Mismatch characterization
For each potential mismatch error detected by SIBIS, the mismatch sequence segment was located on the exon/intron map, CDS and genomic region. To identify the potential causes of the mismatch error, nine features were defined and classified into three categories (Gene misprediction, False positive, Undetermined) as follows:
Evidence of a Gene prediction error involves five possible features:
- a low quality genomic sequence, containing ‘N’ characters indicating undetermined or ambiguous nucleotides (IUPAC nomenclature) probably caused by genome sequencing errors or assembly gaps,
- short introns in the primate sequence (<30 nucleotides),
- a mismatch coded by a single exon in human compared to >3 exons in the primate sequence,
- non-canonical splice sites (not GT/AG) in the human mismatch sequence,
- the presence of a small nucleotide insertion in the primate exon sequence causing a frameshift.
Evidence that the detected mismatch is in fact a False positive (i.e. the mismatch is due to inaccuracies in the quality control protocol) involves three possible features:
- the existence of alternative human isoform in the Ensembl database that does not generate a mismatch at that position,
- MSA alignment errors,
- mismatches in a sequence region with repeats.
The mismatch was characterized as Undetermined if one feature was detected, namely that the same mismatch is identified in four or more primates in the MSA, or a mixture of Gene misprediction and False positive evidence was identified.
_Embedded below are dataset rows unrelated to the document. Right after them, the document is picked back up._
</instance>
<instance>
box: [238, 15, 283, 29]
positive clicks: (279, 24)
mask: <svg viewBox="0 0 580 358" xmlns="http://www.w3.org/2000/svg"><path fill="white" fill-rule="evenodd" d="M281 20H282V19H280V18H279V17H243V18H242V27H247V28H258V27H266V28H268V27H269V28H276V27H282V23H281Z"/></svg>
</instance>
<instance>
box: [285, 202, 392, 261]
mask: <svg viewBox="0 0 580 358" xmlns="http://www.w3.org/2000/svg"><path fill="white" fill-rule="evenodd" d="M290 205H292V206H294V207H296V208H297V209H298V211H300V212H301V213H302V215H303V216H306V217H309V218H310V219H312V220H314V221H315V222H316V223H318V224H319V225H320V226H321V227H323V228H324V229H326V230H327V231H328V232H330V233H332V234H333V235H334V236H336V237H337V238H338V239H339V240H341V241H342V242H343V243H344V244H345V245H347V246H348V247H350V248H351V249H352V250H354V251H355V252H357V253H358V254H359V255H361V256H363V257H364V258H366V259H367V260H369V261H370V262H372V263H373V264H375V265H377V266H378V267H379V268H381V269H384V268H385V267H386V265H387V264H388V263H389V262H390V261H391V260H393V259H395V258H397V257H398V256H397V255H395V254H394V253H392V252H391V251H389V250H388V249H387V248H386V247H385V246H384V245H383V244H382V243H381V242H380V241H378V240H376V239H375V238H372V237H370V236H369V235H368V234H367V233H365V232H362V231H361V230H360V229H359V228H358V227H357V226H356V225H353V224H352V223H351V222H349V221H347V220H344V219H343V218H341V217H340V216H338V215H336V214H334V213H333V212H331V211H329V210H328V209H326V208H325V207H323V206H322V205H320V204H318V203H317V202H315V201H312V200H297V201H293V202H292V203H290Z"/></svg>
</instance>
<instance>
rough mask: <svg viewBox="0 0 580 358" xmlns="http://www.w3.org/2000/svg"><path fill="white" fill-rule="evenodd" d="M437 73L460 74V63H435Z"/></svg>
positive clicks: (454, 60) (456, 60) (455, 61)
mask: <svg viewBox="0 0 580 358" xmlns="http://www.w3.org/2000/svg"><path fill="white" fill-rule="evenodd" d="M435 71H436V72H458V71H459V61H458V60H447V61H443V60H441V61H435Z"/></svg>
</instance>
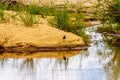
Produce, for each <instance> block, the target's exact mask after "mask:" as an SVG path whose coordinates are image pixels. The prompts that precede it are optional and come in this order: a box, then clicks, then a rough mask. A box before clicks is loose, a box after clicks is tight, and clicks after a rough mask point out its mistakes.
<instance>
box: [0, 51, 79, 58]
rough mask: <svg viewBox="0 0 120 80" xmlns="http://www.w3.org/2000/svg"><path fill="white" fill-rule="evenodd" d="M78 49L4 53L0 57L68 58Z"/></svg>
mask: <svg viewBox="0 0 120 80" xmlns="http://www.w3.org/2000/svg"><path fill="white" fill-rule="evenodd" d="M79 52H80V51H71V52H70V51H69V52H65V51H64V52H36V53H32V54H30V53H22V54H21V53H4V54H2V55H0V58H59V59H63V58H69V57H72V56H75V55H77V54H79Z"/></svg>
Mismatch error correction protocol
For the mismatch errors classified as gene mispredictions, a simple protocol was implemented to try to improve the quality of the protein sequence. Given a primate protein sequence with a mismatch error compared to the human sequence, the error correction protocol involves four steps (outlined in Fig. 2) as follows:
- Using the human sequence segment as a query, perform a TBLASTN search in the primate genomic region corresponding to the transcript.
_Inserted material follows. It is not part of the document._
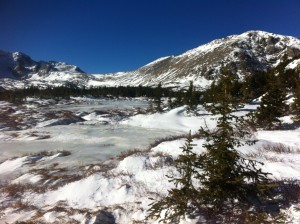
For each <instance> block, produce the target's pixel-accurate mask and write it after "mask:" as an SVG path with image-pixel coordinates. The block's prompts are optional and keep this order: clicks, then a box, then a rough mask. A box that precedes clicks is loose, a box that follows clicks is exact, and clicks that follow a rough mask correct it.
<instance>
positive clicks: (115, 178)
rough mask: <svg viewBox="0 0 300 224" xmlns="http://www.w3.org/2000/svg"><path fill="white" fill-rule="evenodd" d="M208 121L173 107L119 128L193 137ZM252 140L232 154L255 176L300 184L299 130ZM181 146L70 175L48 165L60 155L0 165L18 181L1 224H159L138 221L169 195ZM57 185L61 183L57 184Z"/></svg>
mask: <svg viewBox="0 0 300 224" xmlns="http://www.w3.org/2000/svg"><path fill="white" fill-rule="evenodd" d="M255 108H256V105H246V107H245V108H244V109H241V111H240V112H238V114H241V115H242V114H245V113H247V111H249V110H253V109H255ZM211 118H212V116H211V115H209V114H208V113H207V112H206V111H205V110H204V109H203V108H202V107H198V115H197V116H191V115H188V114H186V111H185V108H184V107H180V108H176V109H173V110H170V111H168V112H165V113H162V114H138V115H133V116H130V117H127V118H125V119H122V120H120V121H119V123H120V124H122V125H125V126H126V125H127V126H130V127H136V128H140V127H147V128H157V127H160V128H162V129H170V130H174V131H180V132H181V133H187V132H188V131H189V130H192V132H193V133H195V132H197V130H198V129H199V127H200V126H203V125H207V126H208V127H210V128H213V127H214V126H215V120H211ZM283 121H284V122H287V123H288V122H289V119H288V118H287V117H285V118H283ZM129 137H130V136H129ZM255 138H256V139H257V140H258V142H257V143H256V144H255V145H254V146H251V147H250V146H245V147H241V148H240V149H239V151H240V152H241V153H242V154H243V155H245V156H246V157H251V158H254V159H256V160H258V161H261V162H263V163H264V165H263V166H262V167H261V168H262V169H263V171H266V172H270V173H271V174H272V176H271V178H273V179H279V180H280V179H299V177H300V156H299V155H300V141H299V140H300V129H295V130H287V131H284V130H283V131H258V132H256V133H255ZM194 143H195V144H197V145H196V146H195V147H194V149H193V150H194V151H195V152H197V153H201V152H203V151H204V149H203V147H202V144H203V140H202V139H195V141H194ZM278 143H281V144H284V145H286V146H290V148H291V149H292V150H290V151H287V152H282V153H279V152H275V151H272V150H269V151H267V150H264V149H263V148H264V147H265V146H266V145H275V144H278ZM183 144H184V138H170V139H168V140H166V139H165V140H164V141H162V142H161V143H157V144H155V145H152V146H151V147H149V148H148V149H146V148H147V146H145V148H144V150H135V151H132V152H127V153H121V154H120V155H119V156H116V157H114V158H111V159H109V160H107V161H104V162H102V163H99V164H91V165H83V166H77V167H76V166H74V167H73V171H74V172H73V173H68V172H66V171H64V170H63V169H60V168H59V165H58V164H54V163H52V164H51V161H54V160H55V158H58V157H61V158H67V157H63V155H62V152H58V153H56V154H52V155H40V156H39V157H37V156H34V155H28V156H21V157H17V158H13V159H9V160H6V161H4V162H3V163H1V164H0V175H1V174H5V175H6V176H7V175H8V176H9V173H16V172H17V173H18V171H19V172H20V173H19V175H17V176H15V175H14V177H13V178H12V179H10V180H8V182H7V183H6V187H4V188H3V189H5V190H2V191H1V194H0V206H1V209H0V220H1V221H0V223H14V222H16V221H26V220H30V221H33V222H34V223H38V221H40V222H45V223H82V224H83V223H84V224H87V223H90V224H92V223H121V224H128V223H158V222H157V221H154V220H149V221H144V219H145V216H146V214H147V209H148V208H149V207H148V205H149V203H150V202H151V200H149V197H152V198H157V197H160V196H163V195H165V194H166V193H167V190H168V189H170V188H171V187H173V185H172V183H170V182H168V179H167V178H166V175H167V174H172V173H176V171H175V170H174V168H173V167H172V161H173V160H174V159H175V158H176V157H177V156H178V155H179V154H180V153H181V149H180V147H181V146H182V145H183ZM265 148H266V147H265ZM45 161H46V162H47V166H45ZM62 161H63V160H62ZM21 170H23V171H24V170H27V172H21ZM59 173H62V174H63V176H59ZM74 173H76V174H77V175H76V176H75V175H74ZM61 178H64V179H65V180H68V181H66V182H63V183H62V184H57V183H60V179H61ZM49 183H50V184H49ZM299 208H300V205H299V204H291V206H290V208H288V209H287V210H285V211H283V212H284V213H285V214H286V215H287V219H288V221H289V223H300V212H299ZM196 222H197V220H193V219H188V218H187V219H184V220H182V221H181V223H184V224H186V223H191V224H192V223H196Z"/></svg>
- If a hit is found with an e-value <0.001 and sequence identity >80%, it is inserted into the primate transcript as a new exon.
- Verify the integrity of the new transcript, by checking for overlapping or inverted exons, frameshifts and stop codons in the inserted sequence.
- Create a new CDS and protein sequence.
To estimate the quality of the new protein sequence, the modified primate sequence was realigned with the human reference protein. Two scores were used to evaluate the quality of the primate sequences:
- Percent sequence identity I was defined as I = i/N×100, where i is the number of identical amino acids in the alignment and N is the total number of non-gap positions in the alignment.
- Percent sequence coverage C was defined as C = N/Ntot×100, where N is the number of non-gap positions in the alignment and Ntotis the total length of the alignment.
Implementation
The analyses were performed using an Sqlite3 database, in-house bash and Python (version 2.7) scripts, and numpy (numpy.org), pandas (pandas.pydata.org) and matplotlib (matplotlib.org) Python libraries. The Biopython (biopython.org) package was used to perform pairwise alignments during the mismatch characterization step. To retrieve large amounts of data from the Ensembl database, the grequests (pypi.org) package was used to perform asynchronous application programming interface (API) requests. The Json (www.json.org) library was used to process Ensembl API output.